“But people weren’t paying attention,” Peterson said.
Peterson shrugged. Public opinion is difficult to change. Hunter, though, grew livid. If people both inside and outside boxing weren’t willing to take the time to figure out what actually happened with Peterson — “Why not seek the truth?” Hunter preached — was it even worth associating with the sport to which he had turned over his life?
So in the midst of it all, Peterson became the rock. He called Hunter occasionally, just to check on how he was doing. And one afternoon, standing outside that temporary gym in Southeast, he laid out his vision about the entire affair.
“Sometimes,” Peterson told Hunter, “we’re quicker to react than let things play out.”
Hunter’s eyebrows were drawn. He was still angry, emotional, raw. But he said nothing. Peterson, normally quiet, kept talking.
“Look, man,” he said. “My whole life’s been hard. This ain’t gonna be no different. At the end of the day, if it do nothing else but take the covers off the corruption in boxing, then I’m all right with that.”
Hunter shook his head at the memory.
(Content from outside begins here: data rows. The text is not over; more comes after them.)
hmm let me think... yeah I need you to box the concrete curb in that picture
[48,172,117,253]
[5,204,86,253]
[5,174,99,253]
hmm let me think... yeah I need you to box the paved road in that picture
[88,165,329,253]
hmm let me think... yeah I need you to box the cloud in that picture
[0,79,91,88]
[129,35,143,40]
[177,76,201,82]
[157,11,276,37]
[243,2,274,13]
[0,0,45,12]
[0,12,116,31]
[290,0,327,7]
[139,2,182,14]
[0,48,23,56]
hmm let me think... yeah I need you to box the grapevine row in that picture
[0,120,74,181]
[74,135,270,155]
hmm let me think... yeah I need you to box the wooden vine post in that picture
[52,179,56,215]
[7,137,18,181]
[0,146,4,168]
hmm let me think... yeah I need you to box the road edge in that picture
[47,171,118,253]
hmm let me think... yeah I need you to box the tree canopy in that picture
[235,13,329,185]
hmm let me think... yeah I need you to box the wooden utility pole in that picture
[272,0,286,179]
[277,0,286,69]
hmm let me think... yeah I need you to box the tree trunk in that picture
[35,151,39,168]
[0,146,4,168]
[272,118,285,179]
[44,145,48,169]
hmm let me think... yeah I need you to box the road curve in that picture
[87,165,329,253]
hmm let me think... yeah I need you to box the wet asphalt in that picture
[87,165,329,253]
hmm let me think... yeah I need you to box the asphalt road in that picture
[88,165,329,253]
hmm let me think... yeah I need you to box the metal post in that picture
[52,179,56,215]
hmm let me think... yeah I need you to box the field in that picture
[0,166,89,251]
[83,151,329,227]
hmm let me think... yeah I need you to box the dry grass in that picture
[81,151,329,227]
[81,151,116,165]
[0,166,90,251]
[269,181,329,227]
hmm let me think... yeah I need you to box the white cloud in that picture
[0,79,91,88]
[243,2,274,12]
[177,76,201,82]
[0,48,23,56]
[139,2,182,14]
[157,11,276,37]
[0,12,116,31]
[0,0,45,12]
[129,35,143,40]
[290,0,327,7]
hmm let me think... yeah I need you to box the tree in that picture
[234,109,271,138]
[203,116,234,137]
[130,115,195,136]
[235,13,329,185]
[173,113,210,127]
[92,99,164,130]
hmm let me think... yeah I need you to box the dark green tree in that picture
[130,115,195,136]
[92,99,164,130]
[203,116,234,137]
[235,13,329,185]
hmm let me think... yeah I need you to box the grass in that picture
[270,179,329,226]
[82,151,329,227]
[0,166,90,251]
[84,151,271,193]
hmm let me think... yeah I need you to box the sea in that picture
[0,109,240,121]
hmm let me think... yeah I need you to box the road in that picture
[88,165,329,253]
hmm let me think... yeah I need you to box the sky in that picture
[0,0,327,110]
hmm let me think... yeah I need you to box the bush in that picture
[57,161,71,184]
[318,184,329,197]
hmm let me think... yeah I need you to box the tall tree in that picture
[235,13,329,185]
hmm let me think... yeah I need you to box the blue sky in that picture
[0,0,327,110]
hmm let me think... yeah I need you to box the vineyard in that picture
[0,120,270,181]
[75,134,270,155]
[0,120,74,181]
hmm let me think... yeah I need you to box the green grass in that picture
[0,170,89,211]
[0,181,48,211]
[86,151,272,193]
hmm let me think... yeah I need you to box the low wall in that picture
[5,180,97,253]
Why hadn’t he thought of it that way? Why was he still “mad as hell,” so much so that he paced his house, that his wife of 20 years, Cologne, had to talk him down?
“Now I’m tripping off this dude,” Hunter said, his voice rising. “This is me, years ago, telling them. Now I feel like the student, and he’s the teacher.”
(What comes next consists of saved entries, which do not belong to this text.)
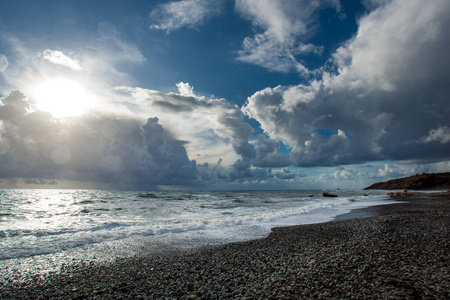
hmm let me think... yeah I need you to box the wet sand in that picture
[1,192,449,299]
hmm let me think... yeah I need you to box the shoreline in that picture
[1,192,449,298]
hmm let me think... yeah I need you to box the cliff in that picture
[364,172,450,190]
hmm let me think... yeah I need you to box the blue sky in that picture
[0,0,449,190]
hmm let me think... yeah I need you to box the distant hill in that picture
[364,172,450,190]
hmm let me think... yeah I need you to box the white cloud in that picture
[115,83,254,166]
[3,19,146,113]
[176,82,195,97]
[408,160,450,175]
[235,0,341,74]
[319,168,360,181]
[0,91,198,189]
[243,0,450,167]
[2,0,449,189]
[0,88,291,188]
[274,167,296,180]
[2,35,146,119]
[149,0,224,31]
[378,163,395,177]
[326,0,449,93]
[42,49,82,71]
[419,126,450,144]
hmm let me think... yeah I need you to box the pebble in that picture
[1,193,449,299]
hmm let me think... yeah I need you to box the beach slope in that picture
[1,192,449,299]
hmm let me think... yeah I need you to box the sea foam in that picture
[0,189,395,260]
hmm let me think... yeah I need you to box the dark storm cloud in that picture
[24,178,58,185]
[117,85,262,178]
[0,91,198,189]
[243,0,450,167]
[0,86,291,189]
[254,134,291,168]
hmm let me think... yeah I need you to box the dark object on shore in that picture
[138,193,158,198]
[323,191,338,197]
[364,172,450,190]
[387,191,409,197]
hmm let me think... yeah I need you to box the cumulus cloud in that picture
[0,89,293,188]
[115,82,299,182]
[3,86,445,190]
[41,49,82,71]
[0,91,199,189]
[254,134,291,167]
[243,0,450,167]
[274,167,297,180]
[115,83,256,167]
[318,168,359,181]
[149,0,224,31]
[408,161,450,175]
[176,82,195,97]
[235,0,342,74]
[419,126,450,144]
[377,163,399,178]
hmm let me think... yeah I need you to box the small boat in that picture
[323,191,338,197]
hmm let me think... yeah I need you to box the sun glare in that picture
[34,78,95,118]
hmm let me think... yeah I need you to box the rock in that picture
[364,172,450,190]
[323,192,338,197]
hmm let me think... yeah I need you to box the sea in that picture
[0,189,397,263]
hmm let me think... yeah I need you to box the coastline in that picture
[1,192,449,299]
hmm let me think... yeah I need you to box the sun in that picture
[34,78,95,118]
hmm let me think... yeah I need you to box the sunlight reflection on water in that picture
[0,189,395,261]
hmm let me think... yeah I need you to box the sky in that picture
[0,0,449,190]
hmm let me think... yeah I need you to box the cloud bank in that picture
[0,91,198,189]
[243,0,450,167]
[0,85,286,189]
[1,0,449,190]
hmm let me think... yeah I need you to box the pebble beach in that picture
[1,192,449,299]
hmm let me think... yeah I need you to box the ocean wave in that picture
[0,189,392,260]
[232,199,246,203]
[0,222,132,239]
[76,200,95,204]
[89,222,131,231]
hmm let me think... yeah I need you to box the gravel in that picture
[1,192,449,299]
A failed drug test and 14 months on the shelf. Championship belts in question. Training for fights that never happened. Enough to break someone’s will.
“I started making an understanding of the situation,” Peterson said. “I started thinking about it like this,” and he paused a good . . . long . . . while. “Maybe it’s a good thing.”
Only someone who came up hard could come to that conclusion.
‘Always angry’ for a reason
The streets, more than anyone or anything, served as the Petersons’ parents. Lamont and Anthony made all their own decisions: what to do, when to do it, where to stay and for how long. What evidence was there that adults can provide support, shelter, food, advice? For the boys, there was scant evidence that they should be trusted. There was plenty of evidence that they couldn’t be trusted.
The Peterson kids, particularly the younger half-dozen in a brood 12 strong, learned such lessons from birth. Lamont, the 10th, was born at his mother’s home in Northeast. Performing the delivery: his older sister Takisha. She was in third grade.
“He was just lying there,” she said. “Didn’t cry one bit.”
For much of the Petersons’ childhoods, their father was in prison on a variety of drug charges. Their mother all but broke under the pressure of raising such a large family. She essentially allowed alcohol to control her life, several of her children said. Some of those children then roamed the streets. The older ones got to stay with their grandfather. Lamont and Anthony had to sneak into the filthy basement to try to sleep, often among rats.